I don't have much free time, but I am currently working on two personal, but scientifically relevant projects.


First, I am working on a book that describes the importance of the fruit fly in research. I have used fruit flies (technically called Drosophila melanogaster) for years and slowly learned to appreciate their fundamental role in science. Given the quizzical looks that my own family members or friends gave me when I first told them that much of my scientific work was conducted using a small insect I decided a few years ago to write a book that would explain the uses and advantages of fruit flies in research. This has been a slow process given that I knew very little about book publishing, but over the last five years or so I learned how to put together a book proposal and how to approach book agents to get the book formally published. More recently I also learned that the classical book publishing model is evolving so that it is also possible to publish independently rather than using a traditional publisher. Both models have their pros and cons, and for now I am not sure which path will end up getting my book published. This has been a slow process given my lack of time, but keep your eyes peeled for the book sometime in the medium to long term. As I get closer to completing the book I will start posting more information, including the tentative title of the book.


Second, I am compiling a list of all Drosophila gene names to publish a history and evolution of gene naming in the fruit fly. Unless you are familiar with fruit fly gene names I will need to give you some context, so here goes. The fruit fly has been used for over 100 years to study genes, or small "packets" of cellular information that tells cells how to do everything they do. As different genes were discovered and studied, they were given unique names so that all scientists could keep track of the progress.
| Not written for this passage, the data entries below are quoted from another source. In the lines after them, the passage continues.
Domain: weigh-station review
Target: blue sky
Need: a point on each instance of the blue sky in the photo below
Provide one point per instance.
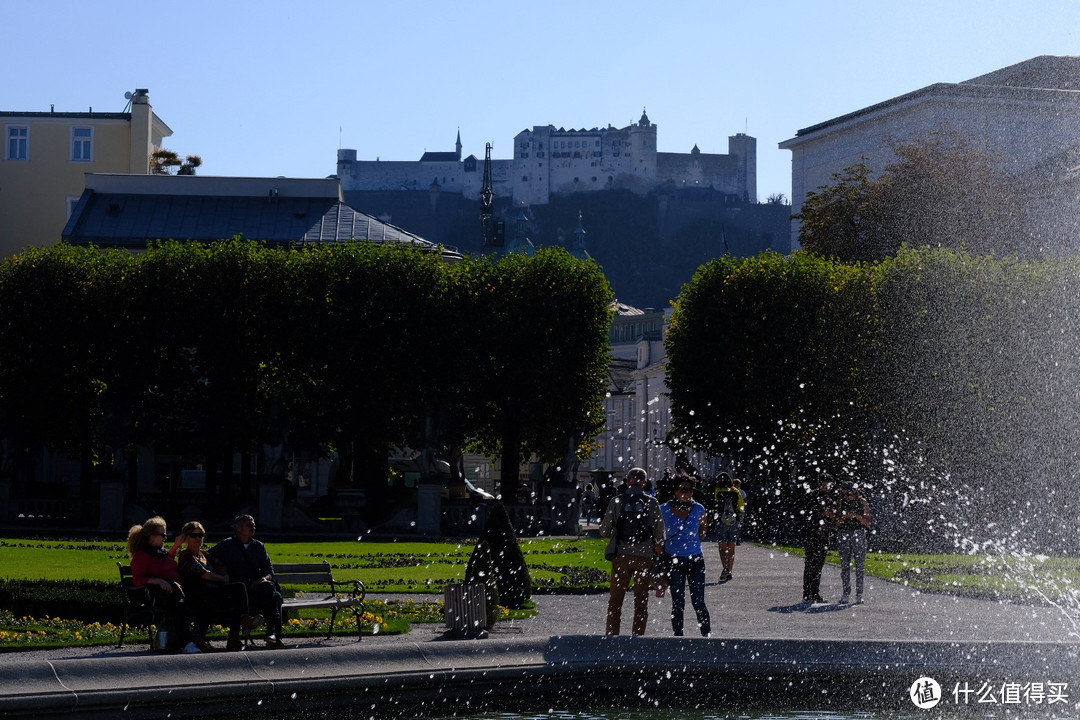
(273, 87)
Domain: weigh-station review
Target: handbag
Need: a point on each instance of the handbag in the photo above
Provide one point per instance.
(610, 551)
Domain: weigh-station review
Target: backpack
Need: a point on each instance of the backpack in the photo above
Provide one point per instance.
(728, 515)
(633, 521)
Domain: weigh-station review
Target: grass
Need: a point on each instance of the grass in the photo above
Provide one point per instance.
(383, 566)
(555, 565)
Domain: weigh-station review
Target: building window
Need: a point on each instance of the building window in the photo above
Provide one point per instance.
(82, 144)
(17, 143)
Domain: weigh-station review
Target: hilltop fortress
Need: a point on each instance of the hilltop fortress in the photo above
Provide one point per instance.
(550, 161)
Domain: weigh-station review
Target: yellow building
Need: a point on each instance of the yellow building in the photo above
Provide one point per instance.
(45, 155)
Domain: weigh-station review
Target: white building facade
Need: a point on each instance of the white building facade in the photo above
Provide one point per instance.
(1025, 116)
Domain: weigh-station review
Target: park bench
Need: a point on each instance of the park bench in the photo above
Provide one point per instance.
(342, 594)
(140, 609)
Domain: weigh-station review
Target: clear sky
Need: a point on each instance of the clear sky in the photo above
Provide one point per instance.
(275, 87)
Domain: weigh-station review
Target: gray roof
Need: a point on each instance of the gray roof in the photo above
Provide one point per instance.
(132, 219)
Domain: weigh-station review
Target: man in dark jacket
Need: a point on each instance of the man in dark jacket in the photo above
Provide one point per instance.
(819, 510)
(248, 562)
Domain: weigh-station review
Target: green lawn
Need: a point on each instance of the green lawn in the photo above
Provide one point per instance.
(1016, 579)
(383, 567)
(563, 566)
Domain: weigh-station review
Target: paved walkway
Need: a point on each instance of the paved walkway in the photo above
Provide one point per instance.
(760, 608)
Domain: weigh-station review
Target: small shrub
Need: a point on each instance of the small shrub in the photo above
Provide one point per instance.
(511, 573)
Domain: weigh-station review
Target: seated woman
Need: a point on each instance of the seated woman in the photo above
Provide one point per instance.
(153, 567)
(208, 589)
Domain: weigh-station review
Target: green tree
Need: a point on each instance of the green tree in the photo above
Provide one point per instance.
(939, 192)
(162, 162)
(766, 357)
(542, 358)
(61, 350)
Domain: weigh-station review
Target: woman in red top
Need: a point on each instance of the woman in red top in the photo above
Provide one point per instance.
(153, 567)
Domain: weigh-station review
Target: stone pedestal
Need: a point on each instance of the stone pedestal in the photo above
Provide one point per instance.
(429, 511)
(271, 505)
(564, 511)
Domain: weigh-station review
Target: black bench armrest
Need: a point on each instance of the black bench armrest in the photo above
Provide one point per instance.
(352, 587)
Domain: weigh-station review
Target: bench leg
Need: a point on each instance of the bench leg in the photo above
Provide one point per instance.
(359, 614)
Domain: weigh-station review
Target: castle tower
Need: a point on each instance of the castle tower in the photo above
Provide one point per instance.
(643, 152)
(744, 148)
(521, 242)
(578, 245)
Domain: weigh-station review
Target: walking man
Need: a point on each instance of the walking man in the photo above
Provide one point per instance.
(636, 528)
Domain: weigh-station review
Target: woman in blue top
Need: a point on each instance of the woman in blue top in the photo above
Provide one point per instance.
(685, 526)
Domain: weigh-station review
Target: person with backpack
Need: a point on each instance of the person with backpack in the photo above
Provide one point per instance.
(819, 514)
(729, 513)
(685, 525)
(852, 521)
(635, 525)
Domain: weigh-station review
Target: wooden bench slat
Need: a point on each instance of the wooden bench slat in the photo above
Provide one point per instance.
(301, 578)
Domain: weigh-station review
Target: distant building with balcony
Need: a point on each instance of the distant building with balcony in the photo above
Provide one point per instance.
(46, 154)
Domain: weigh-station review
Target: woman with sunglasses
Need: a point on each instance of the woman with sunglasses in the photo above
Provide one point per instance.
(154, 568)
(210, 591)
(685, 522)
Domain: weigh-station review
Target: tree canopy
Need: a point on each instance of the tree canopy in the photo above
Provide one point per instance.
(941, 379)
(939, 192)
(210, 350)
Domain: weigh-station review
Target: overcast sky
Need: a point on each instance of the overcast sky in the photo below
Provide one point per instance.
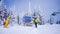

Interestingly, since the very beginning, fruit fly researchers decided to give these genes fun names that were easy to remember. Nothing scientific (and by "scientific" I mean boring or serious) here. Examples of fruit fly genes are drumstick, Ken and Barbie or happy hour. Indeed you will notice that they are very colorful and not very "scientific" by classical definition. Regardless, there are now somewhere on the order of 2000 named genes (still working on the exact number), each as unique as the next. With so much variety, for some time now I have been curious to see how the naming has evolved over the last century. I have noticed anecdotally that the names are getting much more complex as new generations of scientists become more sophisticated, which eventually gave me the idea of looking into this more formally. Ultimately I would like to publish a small scientific paper that the fruit fly community (the collection of scientists that work with fruit flies) can enjoy. This is something that I plan to do in the short term so keep your eyes peeled for this as well.